French ballet dancer and choreographer

Jean-Louis Aumer (21 April 1774 – 6 July 1833), also referred to as Jean-Pierre Aumer, was a French ballet dancer and choreographer.

==Early life and career as a dancer==
Aumer was born in Strasbourg of a manual labourer and non-theatrical parents and received little formal education. At an early age he became a pupil of Jean Dauberval of the Paris Opera Ballet. When Dauberval became maître de ballet in Bordeaux, Aumer went with him. In 1791 when Aumer was still sixteen, he went with Dauberval to London, where he first performed professionally. Believing he was growing too tall to be completely successful as a dancer, he studied Dauberval's choreographic methods and the related fields of music and art as well.

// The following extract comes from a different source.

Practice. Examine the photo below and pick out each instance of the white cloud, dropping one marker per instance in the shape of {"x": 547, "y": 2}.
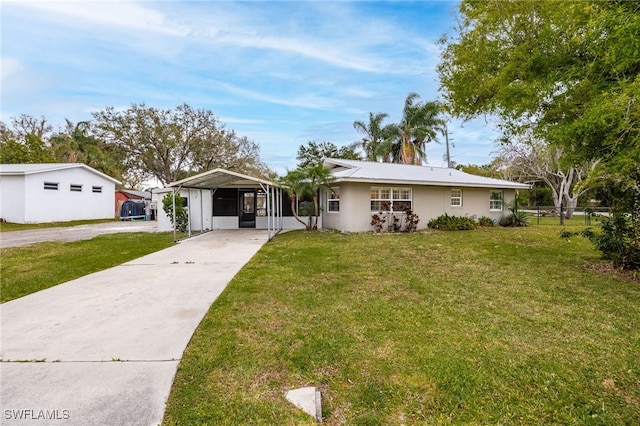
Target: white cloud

He was engaged as a dancer with the Paris company in 1797 and made his debut there on 15 May 1798 in the "action ballet" Le déserteur, with choreography by Maximilien Gardel and music by Ernest-Louis Müller. At the Paris Opera he was never to rise above the modest level of double, although due to his height he was useful as a mime.

==Career as a choreographer==
The Paris Opera's maître de ballet Pierre Gardel presented an obstacle which led Aumer to choose the Théâtre de la Porte Saint-Martin as the venue for which to choreograph and produce his early ballets. Faced with the implacable competition from Gardel, Aumer left France for engagements in Kassel (1808–1814) and Vienna (1814–1820). Brief periods in Paris (1821–1822) and London (1824–1825) were followed by his return to the Paris Opera Ballet (1820–1831), where, enriched by the experience of working abroad, he engaged in a profound renovation of the French repertory, capped by his chef-d'œuvre, Manon Lescaut (1830).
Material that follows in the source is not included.